Note that $s / \sqrt{n}$ is the standard error of the mean $\bar{X}$ (SEM) - an estimate of the variablity of $\bar{X}$, where $\bar{X}$ is understood as a random variable. So we have
$t = \frac{\bar{X} - \mu_{0}}{s / \sqrt{n}}$
Now, for a given sample, you have a fixed empirical $\bar{X}_{emp}$, and thus a fixed difference $d_{emp} = \bar{X}_{emp} - \mu_{0}$. Part of the confusion seems to be related to the idea that "a bigger sample size (higher $n$) should give sample mean closer to population mean". This should be rephrased to conditional on the null hypothesis being true ($\mu = \mu_{0}$), the probability of observing a difference $d = \bar{X} - \mu_{0}$ that is at least as large as the already observed $d_{emp}$ becomes smaller when $n$ increases. This is because the "accuracy" of our estimator $\bar{X}$ then increases (variability decreases).

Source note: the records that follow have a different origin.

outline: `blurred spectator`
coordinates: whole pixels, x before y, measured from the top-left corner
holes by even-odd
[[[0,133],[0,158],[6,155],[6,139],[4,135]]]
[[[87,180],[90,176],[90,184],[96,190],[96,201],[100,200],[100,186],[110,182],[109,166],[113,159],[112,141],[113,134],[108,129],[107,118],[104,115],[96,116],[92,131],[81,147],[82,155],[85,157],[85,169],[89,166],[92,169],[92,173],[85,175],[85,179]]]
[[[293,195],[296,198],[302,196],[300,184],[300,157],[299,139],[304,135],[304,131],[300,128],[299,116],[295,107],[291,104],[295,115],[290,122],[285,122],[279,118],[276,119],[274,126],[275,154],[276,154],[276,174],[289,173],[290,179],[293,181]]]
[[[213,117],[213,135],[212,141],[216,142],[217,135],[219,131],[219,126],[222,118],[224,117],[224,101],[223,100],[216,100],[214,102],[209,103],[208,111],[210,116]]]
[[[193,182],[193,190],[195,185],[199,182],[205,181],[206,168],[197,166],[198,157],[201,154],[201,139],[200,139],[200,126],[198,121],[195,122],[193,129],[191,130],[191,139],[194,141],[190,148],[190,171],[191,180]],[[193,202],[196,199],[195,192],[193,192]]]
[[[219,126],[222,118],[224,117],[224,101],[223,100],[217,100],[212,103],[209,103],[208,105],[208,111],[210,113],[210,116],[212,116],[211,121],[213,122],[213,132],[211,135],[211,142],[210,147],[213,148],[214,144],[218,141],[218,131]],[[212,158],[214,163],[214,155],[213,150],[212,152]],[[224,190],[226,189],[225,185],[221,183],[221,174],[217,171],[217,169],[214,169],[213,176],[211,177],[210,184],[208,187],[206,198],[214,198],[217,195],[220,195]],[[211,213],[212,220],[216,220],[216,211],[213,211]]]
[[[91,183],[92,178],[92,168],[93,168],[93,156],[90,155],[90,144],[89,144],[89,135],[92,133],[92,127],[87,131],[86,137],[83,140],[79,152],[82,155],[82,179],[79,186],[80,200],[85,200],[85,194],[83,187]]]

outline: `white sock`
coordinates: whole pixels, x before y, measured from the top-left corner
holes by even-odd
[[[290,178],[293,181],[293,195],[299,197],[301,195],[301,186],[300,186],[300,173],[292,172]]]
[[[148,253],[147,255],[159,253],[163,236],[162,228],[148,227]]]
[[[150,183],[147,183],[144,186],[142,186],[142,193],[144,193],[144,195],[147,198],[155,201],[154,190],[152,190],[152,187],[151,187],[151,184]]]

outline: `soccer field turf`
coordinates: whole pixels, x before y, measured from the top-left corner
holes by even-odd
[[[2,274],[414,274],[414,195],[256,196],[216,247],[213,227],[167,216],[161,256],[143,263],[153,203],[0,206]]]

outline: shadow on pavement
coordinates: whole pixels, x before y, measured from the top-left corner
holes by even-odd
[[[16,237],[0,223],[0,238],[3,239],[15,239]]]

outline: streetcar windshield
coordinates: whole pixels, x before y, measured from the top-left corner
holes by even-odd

I guess the main point is that you already have a fixed $\bar{X}_{emp}$ and thus $d_{emp}$, and $t$ just tells you how "big that difference is" measured in (estimated) units of variability of $\bar{X}$. When the units become smaller in absolute numbers, the same absolute difference $d_{emp}$ will "be worth more units" and will thus count as "more suprisingly high" (= less likely to occur) if $\mu = \mu_{0}$.